Note that the integrand function is unambiguous, differentiable, and continuous in the entire area surrounded by the contour except for the point . This means that it is an analytic function in the specified area with the exception of point "w=0" . In the theory of analytic functions, it is proved that any change in the contour in the region of analyticity of a function does not change the value of the integral of this function along the contour. Then we can integrate about some circle, with "w=r\\cdot e^{i\\phi}" where "r,\\phi \\in R_1; r=const; \\phi \\in [0,2\\pi]". We rewrite integral (3) as

(4) "\\oint_{\\gamma} \\frac{5w^2+7w+4}{w^3}dw=\\oint_{\\gamma} \\frac{5}{w}dw+\\oint_{\\gamma} \\frac{7}{w^2}dw+\\oint_{\\gamma} \\frac{4}{w^3}dw=\\\\=5i \\int^{2\\pi}_{0} d\\phi+7i \\int^{2\\pi}_{0} \\frac{1}{re^{i\\phi}}d\\phi+4i \\int^{2\\pi}_{0} \\frac{1}{(re^{i\\phi})^2}d\\phi"

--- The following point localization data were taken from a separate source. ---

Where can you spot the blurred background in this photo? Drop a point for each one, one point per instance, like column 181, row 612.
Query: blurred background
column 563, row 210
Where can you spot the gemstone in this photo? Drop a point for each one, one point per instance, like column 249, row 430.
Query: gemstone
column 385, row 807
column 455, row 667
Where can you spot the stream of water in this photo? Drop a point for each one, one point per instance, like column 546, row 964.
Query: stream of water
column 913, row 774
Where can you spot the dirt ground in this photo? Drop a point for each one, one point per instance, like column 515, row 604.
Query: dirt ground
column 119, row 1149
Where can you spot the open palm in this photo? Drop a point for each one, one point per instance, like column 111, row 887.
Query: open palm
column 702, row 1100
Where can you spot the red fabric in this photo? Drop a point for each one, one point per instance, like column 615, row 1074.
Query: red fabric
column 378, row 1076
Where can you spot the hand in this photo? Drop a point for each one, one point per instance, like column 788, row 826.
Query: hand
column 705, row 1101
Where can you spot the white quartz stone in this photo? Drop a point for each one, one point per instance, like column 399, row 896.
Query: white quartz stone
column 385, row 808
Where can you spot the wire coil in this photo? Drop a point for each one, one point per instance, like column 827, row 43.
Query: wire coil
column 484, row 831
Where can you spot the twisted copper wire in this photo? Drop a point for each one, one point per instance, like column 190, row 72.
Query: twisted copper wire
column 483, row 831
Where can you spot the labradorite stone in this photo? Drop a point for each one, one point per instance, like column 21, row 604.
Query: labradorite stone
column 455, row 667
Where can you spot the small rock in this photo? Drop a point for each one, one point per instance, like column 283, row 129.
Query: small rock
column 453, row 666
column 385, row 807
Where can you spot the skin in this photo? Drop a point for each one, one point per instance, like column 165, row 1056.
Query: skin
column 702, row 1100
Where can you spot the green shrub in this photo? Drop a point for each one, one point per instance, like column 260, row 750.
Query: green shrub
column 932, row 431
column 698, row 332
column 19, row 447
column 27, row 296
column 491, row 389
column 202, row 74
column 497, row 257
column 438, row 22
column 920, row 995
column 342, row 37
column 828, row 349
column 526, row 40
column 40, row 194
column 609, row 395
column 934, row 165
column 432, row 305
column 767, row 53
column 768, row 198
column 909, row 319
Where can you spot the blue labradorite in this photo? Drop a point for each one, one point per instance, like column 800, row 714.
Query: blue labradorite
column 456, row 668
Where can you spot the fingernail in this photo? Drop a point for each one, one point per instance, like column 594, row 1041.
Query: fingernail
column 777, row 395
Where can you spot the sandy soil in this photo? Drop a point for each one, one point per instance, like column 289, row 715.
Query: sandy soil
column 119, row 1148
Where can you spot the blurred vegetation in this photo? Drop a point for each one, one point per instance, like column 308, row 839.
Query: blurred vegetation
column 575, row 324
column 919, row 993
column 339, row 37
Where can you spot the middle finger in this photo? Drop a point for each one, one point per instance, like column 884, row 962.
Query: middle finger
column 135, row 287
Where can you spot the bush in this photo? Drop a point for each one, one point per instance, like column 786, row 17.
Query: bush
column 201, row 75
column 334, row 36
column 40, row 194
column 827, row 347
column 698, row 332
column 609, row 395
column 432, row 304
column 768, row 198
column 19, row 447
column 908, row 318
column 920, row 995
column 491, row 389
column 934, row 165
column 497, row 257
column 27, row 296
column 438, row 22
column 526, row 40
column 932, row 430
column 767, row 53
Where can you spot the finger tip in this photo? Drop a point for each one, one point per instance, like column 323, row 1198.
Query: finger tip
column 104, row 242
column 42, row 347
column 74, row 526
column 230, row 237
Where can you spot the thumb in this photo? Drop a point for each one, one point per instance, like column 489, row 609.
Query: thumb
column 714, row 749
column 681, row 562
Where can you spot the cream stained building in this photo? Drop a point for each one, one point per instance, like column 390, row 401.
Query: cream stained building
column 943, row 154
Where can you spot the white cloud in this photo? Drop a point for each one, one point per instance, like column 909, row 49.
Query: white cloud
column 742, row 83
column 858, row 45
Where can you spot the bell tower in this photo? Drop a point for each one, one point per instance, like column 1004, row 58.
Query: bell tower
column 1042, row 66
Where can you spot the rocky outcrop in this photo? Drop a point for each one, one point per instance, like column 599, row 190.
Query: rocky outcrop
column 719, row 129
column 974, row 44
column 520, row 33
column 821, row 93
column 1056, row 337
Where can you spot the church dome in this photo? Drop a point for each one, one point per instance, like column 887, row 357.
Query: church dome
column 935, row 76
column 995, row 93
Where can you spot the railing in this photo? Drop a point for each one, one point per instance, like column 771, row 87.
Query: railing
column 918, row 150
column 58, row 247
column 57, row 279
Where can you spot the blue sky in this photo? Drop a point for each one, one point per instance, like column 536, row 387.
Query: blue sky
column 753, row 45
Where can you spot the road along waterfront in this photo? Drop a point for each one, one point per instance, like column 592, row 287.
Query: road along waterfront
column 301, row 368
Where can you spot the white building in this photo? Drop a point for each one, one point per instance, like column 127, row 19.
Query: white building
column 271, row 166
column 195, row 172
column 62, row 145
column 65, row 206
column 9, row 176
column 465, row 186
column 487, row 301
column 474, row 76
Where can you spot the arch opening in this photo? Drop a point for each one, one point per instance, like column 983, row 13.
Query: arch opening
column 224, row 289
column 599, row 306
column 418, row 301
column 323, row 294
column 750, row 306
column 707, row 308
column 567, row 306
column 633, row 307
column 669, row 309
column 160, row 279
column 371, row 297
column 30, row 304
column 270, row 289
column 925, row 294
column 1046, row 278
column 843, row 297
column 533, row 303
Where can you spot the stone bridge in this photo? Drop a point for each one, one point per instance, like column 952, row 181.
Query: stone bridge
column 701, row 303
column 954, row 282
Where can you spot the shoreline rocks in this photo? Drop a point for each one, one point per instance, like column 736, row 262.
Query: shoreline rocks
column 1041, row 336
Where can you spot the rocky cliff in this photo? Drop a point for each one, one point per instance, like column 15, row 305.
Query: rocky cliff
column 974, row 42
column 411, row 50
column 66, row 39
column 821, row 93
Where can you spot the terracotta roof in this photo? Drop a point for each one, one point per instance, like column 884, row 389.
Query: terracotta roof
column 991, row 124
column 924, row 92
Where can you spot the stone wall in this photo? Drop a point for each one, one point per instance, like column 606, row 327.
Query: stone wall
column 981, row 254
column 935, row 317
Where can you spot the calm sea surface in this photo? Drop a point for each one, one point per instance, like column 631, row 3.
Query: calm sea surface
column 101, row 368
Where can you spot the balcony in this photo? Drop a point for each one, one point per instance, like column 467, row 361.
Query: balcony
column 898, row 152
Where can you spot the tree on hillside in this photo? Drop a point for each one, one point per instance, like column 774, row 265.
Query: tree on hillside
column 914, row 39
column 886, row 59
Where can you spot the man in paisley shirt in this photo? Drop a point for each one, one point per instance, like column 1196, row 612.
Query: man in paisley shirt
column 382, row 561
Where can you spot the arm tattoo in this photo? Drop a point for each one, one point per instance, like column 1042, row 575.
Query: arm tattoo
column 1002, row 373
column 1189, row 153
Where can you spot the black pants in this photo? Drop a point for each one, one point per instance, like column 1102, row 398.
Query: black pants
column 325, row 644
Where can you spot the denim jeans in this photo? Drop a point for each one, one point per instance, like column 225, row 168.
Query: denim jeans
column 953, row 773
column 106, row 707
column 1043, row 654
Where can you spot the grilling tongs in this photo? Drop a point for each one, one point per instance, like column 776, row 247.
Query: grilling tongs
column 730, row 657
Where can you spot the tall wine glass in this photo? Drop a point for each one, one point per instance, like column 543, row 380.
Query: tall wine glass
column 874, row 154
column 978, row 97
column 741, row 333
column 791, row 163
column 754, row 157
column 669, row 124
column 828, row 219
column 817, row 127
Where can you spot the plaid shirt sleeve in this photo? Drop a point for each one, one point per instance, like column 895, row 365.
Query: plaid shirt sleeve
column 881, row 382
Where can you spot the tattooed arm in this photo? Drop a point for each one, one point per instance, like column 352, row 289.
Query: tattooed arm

We given that "dw=r\\cdot i\\cdot e^{i\\phi}d\\phi" .

The second and third integrals in (4) equals 0. For example second integral is

"\\int^{2\\pi}_{0} \\frac{1}{re^{i\\phi}}d\\phi =\\frac{1}{r} \\int^{2\\pi}_{0} e^{-i\\phi}d\\phi=\\frac{1}{r}(\\frac{e^{-i\\phi}}{-i})^{2\\pi}_0=\\frac{i}{r}(e^{-i2\\pi}-e^{0})=\\frac{i}{r}(1-1)=0"

The first one is

"5i \\int^{2\\pi}_{0} d\\phi=10\\pi i"

Answer: The Integral "\\oint_c \\frac{5z^2-3z+2}{(z-1)^3}dz=10\\pi i"

where C is any simple closed curve enclosing z = 1.